[Tex/LaTex] How to add custom beamer actions that change an argument

beameroverlays

The beamer manual says:

You can easily add your own actions:
An action specification like
action⟩@⟨slide numbers⟩ simply
inserts an environment called
actionenv around the \item or
parameter of \action with <slide
numbers
> as overlay specification.
Thus, by defining a new
overlay-specification-aware
environment named ⟨my action nameenv,
you can add your own action:

\newenvironment{checkenv}{\only{\setbeamertemplate{itemize item}{X}}}{} 

You can then write

\item<beamer:check@2> Text.

This will change the itemization symbol before Text. to X on slide 2 in beamer mode. The definition of checkenv used the fact that \only also accepts an overlay-specification given after its argument.

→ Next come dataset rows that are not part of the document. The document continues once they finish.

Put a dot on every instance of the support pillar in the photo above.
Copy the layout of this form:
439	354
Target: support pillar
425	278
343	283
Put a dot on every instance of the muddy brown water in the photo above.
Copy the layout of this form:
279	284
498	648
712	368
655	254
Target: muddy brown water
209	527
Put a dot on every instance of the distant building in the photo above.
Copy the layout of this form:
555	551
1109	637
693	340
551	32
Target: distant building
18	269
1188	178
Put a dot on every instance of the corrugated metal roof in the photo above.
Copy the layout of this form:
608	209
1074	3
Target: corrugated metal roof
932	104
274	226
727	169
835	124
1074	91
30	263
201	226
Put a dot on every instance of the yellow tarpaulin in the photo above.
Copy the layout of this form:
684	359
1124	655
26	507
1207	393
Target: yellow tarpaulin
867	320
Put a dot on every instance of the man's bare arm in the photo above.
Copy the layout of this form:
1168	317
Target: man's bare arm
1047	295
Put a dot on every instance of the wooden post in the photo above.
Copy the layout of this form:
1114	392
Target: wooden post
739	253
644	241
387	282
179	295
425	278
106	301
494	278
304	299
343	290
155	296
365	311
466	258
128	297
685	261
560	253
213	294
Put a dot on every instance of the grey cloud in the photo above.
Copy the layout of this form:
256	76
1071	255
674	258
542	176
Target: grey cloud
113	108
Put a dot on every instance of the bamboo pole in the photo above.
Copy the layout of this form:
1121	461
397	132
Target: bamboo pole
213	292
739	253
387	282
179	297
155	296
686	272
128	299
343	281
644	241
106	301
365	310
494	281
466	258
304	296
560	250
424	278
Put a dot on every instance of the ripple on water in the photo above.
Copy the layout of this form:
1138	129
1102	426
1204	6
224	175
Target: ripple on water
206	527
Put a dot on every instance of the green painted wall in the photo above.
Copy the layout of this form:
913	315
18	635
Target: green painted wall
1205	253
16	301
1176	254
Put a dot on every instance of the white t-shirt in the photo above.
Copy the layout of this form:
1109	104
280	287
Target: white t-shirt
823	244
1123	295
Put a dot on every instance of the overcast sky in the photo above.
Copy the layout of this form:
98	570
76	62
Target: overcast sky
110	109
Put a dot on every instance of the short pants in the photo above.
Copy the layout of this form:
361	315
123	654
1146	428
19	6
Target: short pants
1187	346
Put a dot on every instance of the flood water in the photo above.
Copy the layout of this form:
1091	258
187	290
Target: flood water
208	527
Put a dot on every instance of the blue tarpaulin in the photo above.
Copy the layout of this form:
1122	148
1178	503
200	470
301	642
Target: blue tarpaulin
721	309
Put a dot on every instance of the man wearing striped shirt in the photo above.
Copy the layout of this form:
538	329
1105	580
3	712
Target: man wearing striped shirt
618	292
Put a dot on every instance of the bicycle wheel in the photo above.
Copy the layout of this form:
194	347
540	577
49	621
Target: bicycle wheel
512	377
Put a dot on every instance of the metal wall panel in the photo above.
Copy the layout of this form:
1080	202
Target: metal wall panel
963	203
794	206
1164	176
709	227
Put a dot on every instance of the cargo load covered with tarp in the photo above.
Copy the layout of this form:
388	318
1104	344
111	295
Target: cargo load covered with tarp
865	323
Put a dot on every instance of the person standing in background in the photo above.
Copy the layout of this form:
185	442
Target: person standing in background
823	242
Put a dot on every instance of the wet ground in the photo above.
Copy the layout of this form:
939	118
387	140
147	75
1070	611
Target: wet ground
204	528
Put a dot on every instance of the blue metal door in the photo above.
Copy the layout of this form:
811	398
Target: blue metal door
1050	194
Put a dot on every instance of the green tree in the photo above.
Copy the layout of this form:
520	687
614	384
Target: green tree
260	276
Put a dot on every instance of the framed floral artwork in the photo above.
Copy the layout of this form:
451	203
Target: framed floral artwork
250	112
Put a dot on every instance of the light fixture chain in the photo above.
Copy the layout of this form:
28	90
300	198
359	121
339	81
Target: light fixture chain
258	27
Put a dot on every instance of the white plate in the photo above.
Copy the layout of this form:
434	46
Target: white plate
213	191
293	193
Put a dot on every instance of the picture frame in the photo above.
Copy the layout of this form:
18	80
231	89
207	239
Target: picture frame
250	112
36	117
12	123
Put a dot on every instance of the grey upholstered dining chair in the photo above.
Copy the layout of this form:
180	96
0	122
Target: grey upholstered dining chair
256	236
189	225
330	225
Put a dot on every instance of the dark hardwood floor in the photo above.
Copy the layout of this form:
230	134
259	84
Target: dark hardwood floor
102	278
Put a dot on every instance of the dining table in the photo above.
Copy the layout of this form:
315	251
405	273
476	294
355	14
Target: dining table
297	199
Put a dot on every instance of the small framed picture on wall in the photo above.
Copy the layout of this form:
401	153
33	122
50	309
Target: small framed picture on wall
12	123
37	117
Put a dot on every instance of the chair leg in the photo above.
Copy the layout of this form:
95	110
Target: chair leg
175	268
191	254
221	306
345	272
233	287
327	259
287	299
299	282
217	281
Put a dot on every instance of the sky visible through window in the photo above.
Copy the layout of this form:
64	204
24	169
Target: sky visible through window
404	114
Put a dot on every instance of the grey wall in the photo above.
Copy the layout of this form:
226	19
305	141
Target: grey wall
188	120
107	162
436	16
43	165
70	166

I'd like an action like \alert which instead colors its input gray. So I tried:

\documentclass{beamer}

\newenvironment<>{grayenv}{%
  \color#1{gray}}{}

\begin{document}

\begin{frame}
Text is \begin{grayenv}<2-> grayed out\end{grayenv}.
\end{frame}

\begin{frame}
Who's \action<alert@+| gray@+(1)>{gray} now? \action<+(1)->{And now?}
\end{frame}


\begin{frame}
Who's \action<alert@+| grayenv@+(1)>{gray} now? \action<+(1)->{And now?}
\end{frame}
\end{document}

The first frame has the expected output: "grayed out" is grayed out on slide 2. The second frame has "Who's ¡all:¿gray now?" (bold is red), followed by no coloring on the next two slides. The third frame has "gray now?" (not "gray" as desired) grayed out on slide 2.

The only working examples of custom action I have seen are written as checkenv is: not as an overlay-aware environment, but a regular environment that ends its begin code with an \only{...} (see also this longer example).

Is there anyway to pass the overlay specification to the custom environment?

Best Answer

It appears to me Till got confused: your third example shouldn't work at all if \action wrapped its argument in the actionenv, not passing it as an argument to actioncommand.

Using

\newcommand<>\gray[1]{%
  \textcolor#2{gray}{#1}%
}

appears to work. (FYI: the ?all:2! that you observe was the < all:2 > specification that was not being taken up because no command \gray existed to parse it. (The inverted ? and ! happen to sit in the spaces for > and < if you don't use the T1 fontencoding. Even more tangentially, if you ever see ?From in a scientific paper and have to laugh, you know enough about TeX and RFC822 to qualify as a hopeless geek.)